In fact, in the 1960s and ’70s dozens of violent attacks, including assassinations, were carried out against Puerto Rican independentistas and supporters of the Cuban Revolution in Puerto Rico, Miami and other cities by counterrevolutionary groups with the tacit approval of U.S. cop agencies.
In one sign of the widespread support for López’s release, Jenniffer González, newly elected resident commissioner of Puerto Rico, the nonvoting representative of Puerto Rico to the U.S. House of Representatives, was one of those who signed the petition. González had previously opposed pardoning López.
González, of the New Progressive Party, which is affiliated to the Republican Party in the U.S., says that she now supports freeing López because his sentence was “disproportionately long and unjust.” López, now 73 years old, is serving a 70-year sentence.
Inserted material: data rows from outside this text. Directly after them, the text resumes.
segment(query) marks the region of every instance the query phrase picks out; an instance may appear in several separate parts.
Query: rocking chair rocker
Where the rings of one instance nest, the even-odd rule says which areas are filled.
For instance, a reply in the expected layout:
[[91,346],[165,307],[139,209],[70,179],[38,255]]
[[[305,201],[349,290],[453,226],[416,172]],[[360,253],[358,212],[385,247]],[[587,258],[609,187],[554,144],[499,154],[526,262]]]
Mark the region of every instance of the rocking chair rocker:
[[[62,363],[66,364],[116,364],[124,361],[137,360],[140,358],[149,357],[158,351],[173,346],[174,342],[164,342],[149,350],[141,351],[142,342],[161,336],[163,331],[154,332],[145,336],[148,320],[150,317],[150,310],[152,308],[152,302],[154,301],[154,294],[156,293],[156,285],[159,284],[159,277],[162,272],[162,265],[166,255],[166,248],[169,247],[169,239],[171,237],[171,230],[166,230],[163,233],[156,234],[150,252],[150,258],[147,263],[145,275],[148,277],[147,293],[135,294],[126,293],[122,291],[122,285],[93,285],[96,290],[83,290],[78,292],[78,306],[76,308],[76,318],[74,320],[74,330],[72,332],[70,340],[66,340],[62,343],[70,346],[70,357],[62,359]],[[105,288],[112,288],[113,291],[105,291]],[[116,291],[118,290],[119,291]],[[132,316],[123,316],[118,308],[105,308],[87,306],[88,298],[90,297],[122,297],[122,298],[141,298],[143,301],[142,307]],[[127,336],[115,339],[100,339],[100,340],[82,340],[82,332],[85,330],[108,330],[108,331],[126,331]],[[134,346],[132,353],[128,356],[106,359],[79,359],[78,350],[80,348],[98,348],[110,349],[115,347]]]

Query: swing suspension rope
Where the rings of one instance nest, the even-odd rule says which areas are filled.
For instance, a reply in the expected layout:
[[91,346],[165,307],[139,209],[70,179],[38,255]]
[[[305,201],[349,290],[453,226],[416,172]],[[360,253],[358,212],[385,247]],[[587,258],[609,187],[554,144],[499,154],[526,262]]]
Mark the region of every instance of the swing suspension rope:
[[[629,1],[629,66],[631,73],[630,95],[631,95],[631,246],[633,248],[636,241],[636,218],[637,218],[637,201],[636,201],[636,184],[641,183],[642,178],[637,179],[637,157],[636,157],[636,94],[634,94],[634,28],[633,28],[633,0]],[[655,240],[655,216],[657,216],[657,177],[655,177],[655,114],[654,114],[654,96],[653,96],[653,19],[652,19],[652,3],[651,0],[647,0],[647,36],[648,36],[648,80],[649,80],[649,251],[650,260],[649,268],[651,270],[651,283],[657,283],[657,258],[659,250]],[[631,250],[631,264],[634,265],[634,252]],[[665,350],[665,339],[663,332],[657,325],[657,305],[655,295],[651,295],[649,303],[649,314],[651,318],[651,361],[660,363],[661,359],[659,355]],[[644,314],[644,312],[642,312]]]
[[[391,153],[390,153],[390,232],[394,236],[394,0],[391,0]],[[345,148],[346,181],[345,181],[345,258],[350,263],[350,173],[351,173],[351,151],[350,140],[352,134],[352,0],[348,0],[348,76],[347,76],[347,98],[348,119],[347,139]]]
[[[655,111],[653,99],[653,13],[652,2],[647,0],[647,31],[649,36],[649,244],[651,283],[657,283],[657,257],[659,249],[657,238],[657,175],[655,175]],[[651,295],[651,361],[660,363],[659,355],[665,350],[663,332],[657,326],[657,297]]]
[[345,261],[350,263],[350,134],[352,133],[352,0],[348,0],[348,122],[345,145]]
López had been offered clemency by President Bill Clinton in 1999 along with more than a dozen other Puerto Rican independence fighters in jail on similar charges. López turned the offer down because two independentistas, Carlos Alberto Torres and Haydée Beltrán, were excluded. Torres was released in 2010 and Beltrán in 2009.
Adolfo Matos, one of those pardoned by Clinton, told the Militant by phone from Lajas, Puerto Rico, Dec. 17 that “Oscar didn’t want anybody left behind.”
“It’s not thanks to Clinton that we were freed,” Matos said. “But because of the pressure of the Puerto Rican people.”
John MacElwee, director of the Center for the Arts and Culture, introduced the concert, a celebration of Puerto Rican Flag Day. He was joined on stage by New York state Assemblyman José Rivera, Ana López from the NY Coordinator to Free Oscar López, and several members of 35 Women For Oscar. The concert featured renowned Puerto Rican singer Danny Rivera and Nelson González and his All Star Band.
When the band played the revolutionary version of La Borinqueña, Puerto Rico’s national anthem, the audience stood up. “Wake up from your dream, it’s time to fight,” they sang in Spanish, many with their fists in the air. “Freedom, freedom!”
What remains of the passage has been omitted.